Kurds Fear Aggressive Erdogan Supporters In Germany


The aftermath of the failed coup in Turkey is raising tensions between supporters of President Recep Tayyip Erdoğan and opponents to his regime including Gülenists and Kurds in Germany.

There are already longstanding tensions between Turkish nationalists and Kurds who support the Kurdistan Peoples Party (PKK) and Kurdish separatist movements from Turkey, both of which live in great numbers in Europe.

The recent failed coup attempt, which the Turkish government blames on supporters of the American-based Imam Fethullah Gülen, is set to inflame the longstanding tensions even further as Turkish nationalists took to the streets in Berlin, Vienna, and elsewhere in Germany to express their support for President Erdoğan, as reported by Breitbart London

In Berlin on Saturday night around 3,000 Turks took to the streets in front of the Turkish embassy. The crowd chanted “Allahu Akbar” to express their support for the president who has ties to Islamist groups and is seen as a proponent of the Islamisation of Turkey. Other cities in Germany saw demonstrations with 1,500 Turks reported protesting in Frankfurt and up to 5,000 on the streets in Essen.

While Mr. Erdoğan and his allies purge members of the military, judiciary, and civil service, supporters of the Turkish president have been quick to attack his opponents in Germany, as well. In the city of Gelsenkirchen around 150 Erdoğan supporters threw bricks at the office of the Hizmet organisation, which has ties to the Gülen movement.

Hizmet condemned the coup attempt, following the lead of Mr. Gülen who also condemned the officers who attempted to take power. But Hizmet spokesman Ercan Karakoyun warned: “Since the coup attempt our members are threatened and our facilities damaged,” adding that “the current situation is frightening”. In the wake of the coup attempt Hizmet has been designated a terrorist organisation by the Turkish government.

The Kurdish community have complained about similar hostilities by Turkish nationalists. Chairman of the Kurdish community in Germany Ali Ertan Toprak said: “The tone between the conservative-Islamic and the liberal-secular Turks is sharper and more aggressive,” and warned that there is “no democratic discourse between groups of Turkish origin in Germany”.

One group that the German intelligence services are particularly worried about are the Grey Wolves, who are seen as Turkish ultra-nationalists and far more extreme than Erdoğan supporters.

Many of the demonstrations over the weekend saw Turks using the so-called “wolf greeting” of the group, a hand gesture which is not banned in Germany unlike the Hitler salute.

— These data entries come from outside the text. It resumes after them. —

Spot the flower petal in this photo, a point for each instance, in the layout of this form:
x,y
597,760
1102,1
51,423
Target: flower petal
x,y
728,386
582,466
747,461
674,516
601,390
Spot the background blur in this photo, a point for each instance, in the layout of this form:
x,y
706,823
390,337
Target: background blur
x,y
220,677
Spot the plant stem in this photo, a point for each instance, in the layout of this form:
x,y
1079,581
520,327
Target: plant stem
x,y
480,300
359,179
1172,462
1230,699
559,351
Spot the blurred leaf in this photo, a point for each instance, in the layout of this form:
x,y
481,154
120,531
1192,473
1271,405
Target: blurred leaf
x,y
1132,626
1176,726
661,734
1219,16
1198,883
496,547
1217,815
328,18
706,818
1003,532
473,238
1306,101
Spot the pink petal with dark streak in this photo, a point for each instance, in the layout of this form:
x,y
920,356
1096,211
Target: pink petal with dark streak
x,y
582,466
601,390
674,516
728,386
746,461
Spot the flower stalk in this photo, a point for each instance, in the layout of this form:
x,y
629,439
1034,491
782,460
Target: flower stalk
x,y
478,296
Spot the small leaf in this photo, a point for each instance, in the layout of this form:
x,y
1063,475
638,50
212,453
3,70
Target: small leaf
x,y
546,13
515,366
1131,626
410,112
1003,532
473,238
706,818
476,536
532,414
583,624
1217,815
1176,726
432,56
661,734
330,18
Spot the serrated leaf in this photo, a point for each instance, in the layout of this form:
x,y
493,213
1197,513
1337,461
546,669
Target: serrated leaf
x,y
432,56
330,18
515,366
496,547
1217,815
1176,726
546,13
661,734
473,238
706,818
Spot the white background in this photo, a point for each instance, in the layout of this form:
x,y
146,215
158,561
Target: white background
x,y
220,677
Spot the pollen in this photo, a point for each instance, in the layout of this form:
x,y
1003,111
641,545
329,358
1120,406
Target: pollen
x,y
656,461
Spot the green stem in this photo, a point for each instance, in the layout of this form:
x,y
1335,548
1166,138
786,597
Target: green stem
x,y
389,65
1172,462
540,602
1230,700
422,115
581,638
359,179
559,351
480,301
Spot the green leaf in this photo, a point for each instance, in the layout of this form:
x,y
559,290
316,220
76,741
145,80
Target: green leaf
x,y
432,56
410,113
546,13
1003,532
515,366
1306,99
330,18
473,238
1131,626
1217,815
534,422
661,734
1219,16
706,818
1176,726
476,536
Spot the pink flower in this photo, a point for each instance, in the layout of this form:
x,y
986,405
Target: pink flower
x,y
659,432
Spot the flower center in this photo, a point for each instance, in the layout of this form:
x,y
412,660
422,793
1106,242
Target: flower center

The Grey Wolves clashed with Kurds earlier this year as they marched through the city of Duisburg on Easter Sunday.

In neighboring Austria presidential candidate for the anti-mass migration Freedom Party (FPÖ) Norbert Hofer took the Turkish protesters in Vienna to task by questioning their loyalty to Austria. Mr. Hofer said he was “worried about the demonstrations by Turkish nationals”, and the Grey Wolves in particular who were also seen greeting each other in Vienna.